Portrait d’espoir : D’Artagnan Joly

Par Louis-William Gagné

Maintenant âgé de 17 ans, D’Artagnan Joly en est à une année charnière de sa carrière. Éligible au repêchage 2017 de la LNH, le jeune attaquant du Drakkar de Baie-Comeau est en mission cette saison et semble se diriger dans le droit chemin.

Il n’y a pas si longtemps encore, Joly poursuivait son parcours de hockeyeur dans sa ville natale. En effet, le Gatinois a joué Bantam AAA et Midget AAA en Outaouais avant d’être repêché par les Olympiques en 2015 (2e ronde, 35e au total). À l’automne 2015, n’ayant pu percer l’alignement des Olympiques au camp d’entraînement, il s’était aligné pour une deuxième saison consécutive avec l’Intrépide. Connaissant de forts moments dans le Midget AAA (23 buts et 20 aides en 33 parties), l’ailier droit a fait ses premiers pas dans la LHJMQ au cours de l’hiver. Après n’avoir disputé que 3 matchs avec les Olympiques, il fut impliqué dans la transaction qui a fait passer Nicolas Meloche de Baie-Comeau à Gatineau. Cependant, malgré sa mince expérience dans le circuit Courteau, il était conscient de l’importance qu’il aurait pour le futur de la formation nord-côtière.
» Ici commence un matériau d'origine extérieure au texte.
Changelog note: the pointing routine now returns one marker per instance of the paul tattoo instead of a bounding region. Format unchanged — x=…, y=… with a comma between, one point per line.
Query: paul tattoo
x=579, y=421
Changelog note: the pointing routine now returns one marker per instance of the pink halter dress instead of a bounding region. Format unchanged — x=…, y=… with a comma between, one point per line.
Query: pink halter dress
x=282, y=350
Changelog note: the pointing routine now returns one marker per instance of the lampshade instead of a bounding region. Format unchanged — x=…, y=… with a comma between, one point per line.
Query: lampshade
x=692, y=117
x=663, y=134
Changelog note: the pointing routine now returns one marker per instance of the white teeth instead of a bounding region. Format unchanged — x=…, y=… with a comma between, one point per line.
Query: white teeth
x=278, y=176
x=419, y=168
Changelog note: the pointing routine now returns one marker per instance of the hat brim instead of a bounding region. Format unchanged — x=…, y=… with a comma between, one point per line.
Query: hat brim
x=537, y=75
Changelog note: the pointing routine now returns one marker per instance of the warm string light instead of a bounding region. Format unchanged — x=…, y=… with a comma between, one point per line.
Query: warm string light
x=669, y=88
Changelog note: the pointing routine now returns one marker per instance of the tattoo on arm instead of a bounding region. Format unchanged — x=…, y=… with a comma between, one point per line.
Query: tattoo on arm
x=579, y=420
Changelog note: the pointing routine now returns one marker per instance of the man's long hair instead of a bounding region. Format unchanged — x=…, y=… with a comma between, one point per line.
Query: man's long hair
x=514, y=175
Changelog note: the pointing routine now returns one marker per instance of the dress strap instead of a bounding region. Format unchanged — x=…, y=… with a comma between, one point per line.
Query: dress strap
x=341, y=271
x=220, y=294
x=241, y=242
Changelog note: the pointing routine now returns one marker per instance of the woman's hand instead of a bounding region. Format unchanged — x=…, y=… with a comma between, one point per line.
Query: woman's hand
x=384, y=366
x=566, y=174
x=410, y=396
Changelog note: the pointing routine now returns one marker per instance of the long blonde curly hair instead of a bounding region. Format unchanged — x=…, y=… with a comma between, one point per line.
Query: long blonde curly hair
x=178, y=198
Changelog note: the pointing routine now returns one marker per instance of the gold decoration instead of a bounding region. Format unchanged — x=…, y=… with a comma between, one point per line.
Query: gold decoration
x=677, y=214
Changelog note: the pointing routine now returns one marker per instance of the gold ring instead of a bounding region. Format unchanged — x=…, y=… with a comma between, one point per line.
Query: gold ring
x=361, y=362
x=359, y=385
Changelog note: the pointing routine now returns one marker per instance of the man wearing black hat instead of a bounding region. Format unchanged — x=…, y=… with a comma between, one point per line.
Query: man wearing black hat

Ayant connu des débuts plutôt modestes avec le Drakkar la saison dernière (1 but et 7 aides, -18, en 35 parties), Joly n’était cependant pas le joueur le plus utilisé de l’équipe étant donné qu’on ne voulait pas lui mettre trop de pression sur les épaules. À l’approche de la présente saison, il était néanmoins vu comme l’un des éléments clés de l’équipe en offensive. Malheureusement, Joly n’a pas connu le début de campagne escompté, amassant 1 but, 5 aides et une fiche de -8 à ses 13 premières parties.

Alors que les résultats ne semblaient pas se présenter, le grand attaquant a débloqué en amassant 11 buts et 12 aides à ses 26 derniers duels. Cette récolte de près d’un point par match depuis le mois de novembre lui a donc permis de relancer une saison qui s’annonçait décevante.

Analyse du talent

Sur le plan offensif, Joly possède un véritable arsenal de qualités. Bien qu’il n’est pas le plus explosif, son patinage reste relativement rapide et fluide. De plus, lorsqu’en possession de rondelle, il est en mesure de faire des dommages grâce à un très bon lancer des poignets et à une bonne vision de jeu. Celle-ci lui permet d’exécuter des passes rapides et précises, particulièrement en zone offensive. Finalement, son taux de réussite en fusillade tend à démontrer qu’il possède de bonnes mains.

Bien qu’il ne soit pas du type « physique », il sait utiliser ses 6’3’’ à bon escient. En effet, on le voit régulièrement utiliser sa longue portée en échec avant afin de couper des passes et  de provoquer des revirements. Malgré qu’il n’est pas inébranlable sur patins, il aime garder un grand espace entre ses jambes afin de conserver son équilibre, surtout lorsqu’il manie le disque.

Concernant la robustesse et l’implication physique, disons simplement qu’il ne se fera pas remarquer par cette caractéristique. Sa stature l’aide à se débrouiller dans cet aspect, mais il ne multiplie pas les coups d’épaule. Néanmoins, Joly n’hésite pas à s’avancer très près du gardien adverse afin de saisir les retours de lancers et il ne reste pas trop en périphérie. Ce dernier point sera d’ailleurs un atout important à conserver s’il désire percer dans les rangs professionnels.

Toutefois, la principale ombre à son tableau est la constance. Lorsque l’on prend connaissance de sa fiche personnelle, on remarque que le Gatinois fonctionne beaucoup par séquences et qu’il peut être invisible lors de certaines parties. D’ailleurs, son entraîneur-chef Martin Bernard avait mentionné en début de saison que cet aspect sera l’éternel combat qu’il devra mener avec lui-même. À ce propos, c’est surtout au chapitre de la prise de décision que l’on peut voir certains défauts, et ce, dans chacune des zones. On aimerait le voir s’améliorer en défensive et peut-être prendre plus de lancers de qualité. Pour un joueur à caractère offensif, une moyenne de 2,3 tirs par match est plutôt maigre.

Comparatif

Bien qu’il s’agisse d’un avis très personnel, le Suédois André Burakovsky pourrait être une belle comparaison. Misant sur un gabarit très semblable à celui de Joly, on lui reconnaît de belles qualités concernant le patinage, l’agilité, le maniement de la rondelle et le lancer. Également, on peut voir les mêmes défis à relever, soit la constance, le jeu défensif ainsi que l’ajout d’un peu de poids et de puissance.